There’s no indication here that Meghan ever apologized for the baby brain comment, or even understood why the comment fell flat (assuming it was intended to be lighthearted in the first place). Even if you unintentionally hurt somebody, getting offended because you were called out on it (“Meghan, in turn, was reportedly offended by the reprimand”) isn’t going out of your way to smooth things over.
Yeah, that’s the part I don’t understand about the whole situation. Harry had had his life tightly constrained and controlled; he never talked about that with her? What DID they talk about before marriage?
American Female, second wave feminist, etc. “Baby brain” is sexist and actually not factual. However, most women I’ve known through my life chat about this sort of thing, even casual acquaintances. In American culture, at least in my experience, it’s a sort of female bonding thing.
I have no real life understanding of British culture or any idea how Royal culture functions, but it seems like a rather over reaction. If Kate reacted as reported, I would think that she could have been a bit more diplomatic if she was really that offended. Exp: “I’m not really comfortable discussing my hormones or my pregnancy in that way, Meghan. It just isn’t really something we do here.”
I’m really not all that offended by, “Baby Brain” I think it’s silly and sexist, but it ranks rather low on my outrage scale.
So if Meghan had been pregnant, it would have been OK? What if a woman made that comment to you, but you didn’t know if she’d ever been pregnant? Would you have to ask her about her medical history before you knew if you’d been a victim of a horrible, unforgivable personal attack or not?
There are two possibilities here: #1 Meghan, upon seeing that Kate is pregnant, assumes her brain is malfunctioning due to an overload of hormones and makes a comment about it.

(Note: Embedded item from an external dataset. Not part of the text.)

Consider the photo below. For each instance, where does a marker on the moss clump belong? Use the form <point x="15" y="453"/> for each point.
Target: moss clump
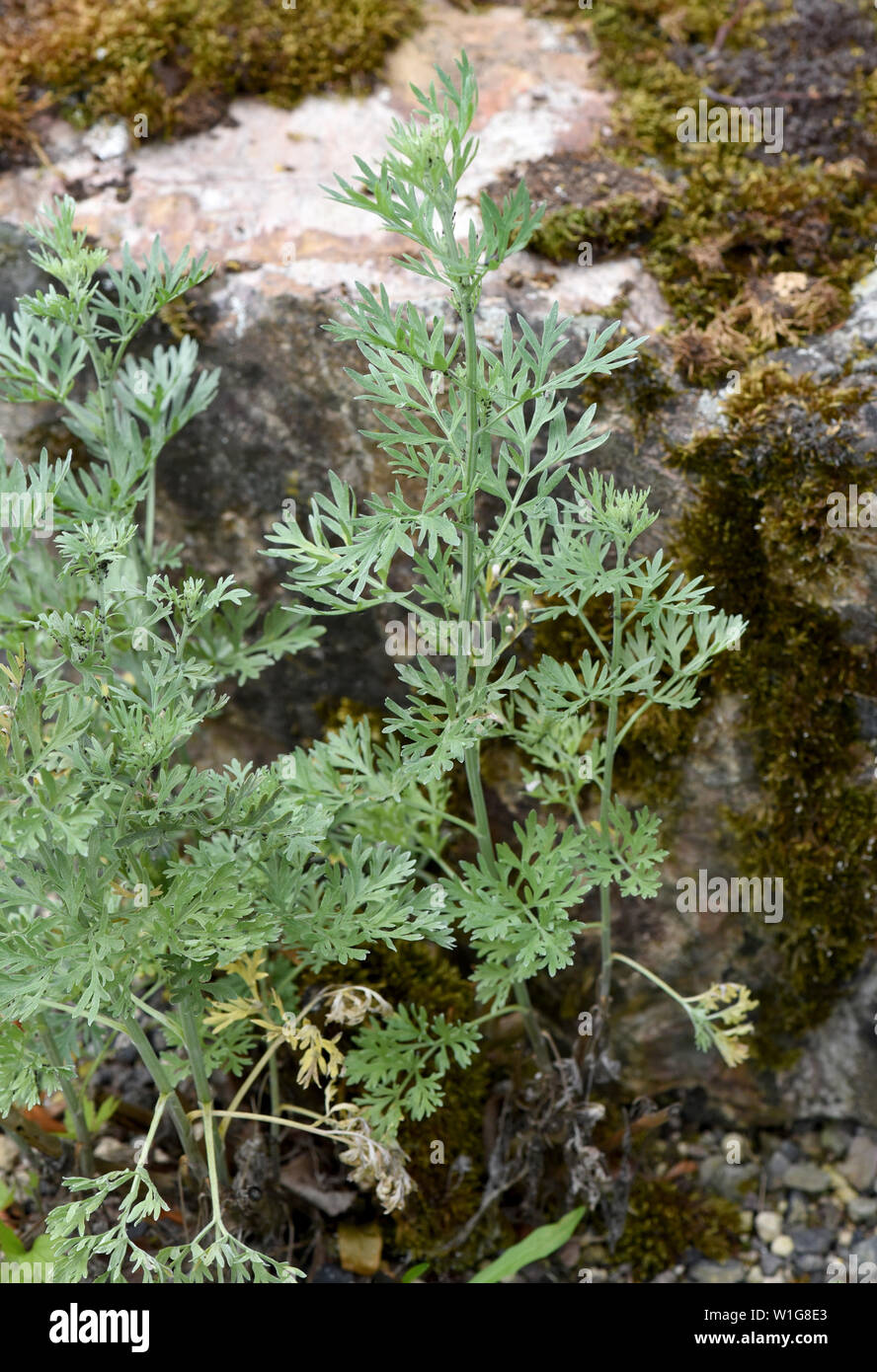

This would have been an uncool thing to do. Is this what we think happened? Cuz if it did, Meghan was 100% wrong, hilariously wrong, and should have apologized.
Option #2 Kate, who is pregnant, mentions something about being forgetful, and Meghan responds to Kate’s comment by referencing a condition many pregnant women complain about, and which has been formally studied numerous times. (found this out on the Mayo Clinic website) This is fine. If Kate didn’t want to talk about her forgetfulness with this “casual acquaintance”, she should have shut her piehole and talked about something appropriate for their relationship.